When I was getting ready to go in for my multi-level anterior cervical discectomy and fusion surgery (C5, C6, C7) my neurosurgeon stopped by the pre-op room to make sure I was feeling okay. It was a major, long, scary surgery, but he was the best surgeon in all of New York City for the job. I was feeling nervous, but also hopeful. I was so exhausted from being in perpetual pain and so devastated from dropping everything I tried to pick up with my left hand. I could hardly type anymore and typing is writing and writing is my life.
“If you see my brain while you’re in there—”
“I absolutely will not being seeing your brain,” he said.
“But if you do—”
“Heather,” he said, “something would have to go catastrophically wrong for me to see your actual brain during this surgery. Like a helicopter coming through the roof of the operating room.”
“You ever seen Grey’s Anatomy?”
He said, “No.”
I said, “Your loss.”
“Okay,” he said, finally. “If I see your brain?”

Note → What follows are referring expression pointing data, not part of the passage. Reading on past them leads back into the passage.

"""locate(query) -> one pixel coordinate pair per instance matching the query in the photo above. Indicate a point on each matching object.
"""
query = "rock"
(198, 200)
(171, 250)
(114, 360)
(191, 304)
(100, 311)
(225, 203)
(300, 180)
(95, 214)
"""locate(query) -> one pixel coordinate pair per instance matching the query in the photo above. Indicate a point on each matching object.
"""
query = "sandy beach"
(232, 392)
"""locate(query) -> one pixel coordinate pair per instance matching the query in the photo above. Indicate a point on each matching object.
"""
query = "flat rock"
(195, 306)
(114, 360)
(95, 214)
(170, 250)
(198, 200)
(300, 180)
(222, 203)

I reached out for him and he reached back. I squeezed his billion-dollar neurosurgeon hand in my calloused soft butch one and said, “Tell her I love her.”
I've been reading your writing on and off for about twelve years (since PLL on AfterEllen) and so often I have felt less alone because of it. You tell jokes that are on the tip of my tongue and you find wonder in the things I do. You make me cry from a personal vignette and you make me laugh by how beautifully you communicate your own joy from some show or book or WNBA game. This post in particular made me and my weird brain feel less alone today, so I wanted to thank you for that. I'm also really impressed that an east coaster has an accurate understanding of bears. Does your awesome brain also know what to do in an earthquake? You must have an all disaster prep section...like how I know what to do in a tornado....

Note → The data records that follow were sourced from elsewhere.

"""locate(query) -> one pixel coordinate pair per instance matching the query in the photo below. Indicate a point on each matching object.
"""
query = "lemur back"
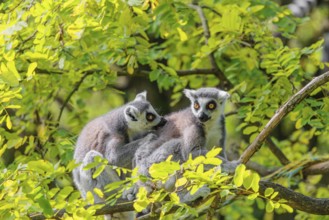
(198, 128)
(193, 130)
(113, 136)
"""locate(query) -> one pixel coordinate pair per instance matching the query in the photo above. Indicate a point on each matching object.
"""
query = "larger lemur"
(193, 130)
(107, 136)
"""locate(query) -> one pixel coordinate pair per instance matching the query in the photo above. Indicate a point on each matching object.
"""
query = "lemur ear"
(141, 96)
(131, 113)
(222, 95)
(189, 93)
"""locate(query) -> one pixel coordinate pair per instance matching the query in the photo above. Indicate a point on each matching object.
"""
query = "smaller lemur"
(107, 137)
(193, 130)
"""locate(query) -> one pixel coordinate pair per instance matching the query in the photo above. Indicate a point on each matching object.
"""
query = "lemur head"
(140, 114)
(207, 103)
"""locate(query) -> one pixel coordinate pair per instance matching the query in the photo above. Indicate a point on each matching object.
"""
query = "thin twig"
(224, 82)
(76, 87)
(318, 168)
(281, 112)
(277, 152)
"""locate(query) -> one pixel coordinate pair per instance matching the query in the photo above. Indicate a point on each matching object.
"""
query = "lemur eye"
(196, 105)
(150, 117)
(211, 105)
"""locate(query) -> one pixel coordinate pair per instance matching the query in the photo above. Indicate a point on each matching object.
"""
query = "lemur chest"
(213, 134)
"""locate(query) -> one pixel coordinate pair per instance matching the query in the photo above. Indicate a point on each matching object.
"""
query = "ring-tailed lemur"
(107, 136)
(193, 130)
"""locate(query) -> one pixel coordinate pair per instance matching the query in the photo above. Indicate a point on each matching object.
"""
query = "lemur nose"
(162, 122)
(203, 117)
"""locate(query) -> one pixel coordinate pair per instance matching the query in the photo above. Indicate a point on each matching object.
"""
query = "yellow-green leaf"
(30, 71)
(253, 196)
(269, 206)
(8, 123)
(255, 182)
(182, 34)
(90, 197)
(213, 152)
(99, 192)
(287, 207)
(268, 192)
(238, 176)
(180, 182)
(98, 171)
(174, 197)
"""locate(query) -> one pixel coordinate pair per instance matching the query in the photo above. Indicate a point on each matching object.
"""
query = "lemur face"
(140, 114)
(206, 103)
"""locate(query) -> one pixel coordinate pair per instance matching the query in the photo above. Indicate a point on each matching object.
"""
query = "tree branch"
(277, 152)
(281, 112)
(224, 82)
(297, 200)
(318, 168)
(76, 88)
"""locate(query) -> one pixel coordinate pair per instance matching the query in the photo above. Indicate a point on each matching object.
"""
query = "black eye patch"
(211, 105)
(133, 118)
(196, 105)
(150, 117)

Yay for a much better brain MRI than mine!!!
I also was infatuated with my two scans ..... excepting the first of mine showed the exact reason my vision had been deteriorating so rapidly at age 48. I'm no brain expert, (hell, some think I don't even have one) but even I knew a small line sized black spot shouldn't have been there. Proof positive it was a pituitary gland cyst putting great pressure on both eye's blood and nerve things. It also moved me to the very front of the line for this kind of operation. There in Portland,Oregon they do about 50 a month so I actually wasn't too worried.... until I was in the gurney with the anesthesia guy and I heard the nurse telling my brother (who was flirting her up) that she "has become very good at cutting hair at just the right spot to put sensors for brain surgery."
I causally thought "brain surgery, that's sounds serious. I wonder who ahhhhhh DO NOT FREAK OUT. STAY CALM. BREATHE".
The anesthesia guy said can't backward from 10.
Seven hours later I opened my eyes and knew immediately I had made a spectacular recovery.
Shout out to the nurses at Emmanuel Hospital in Ptown. Love ya!!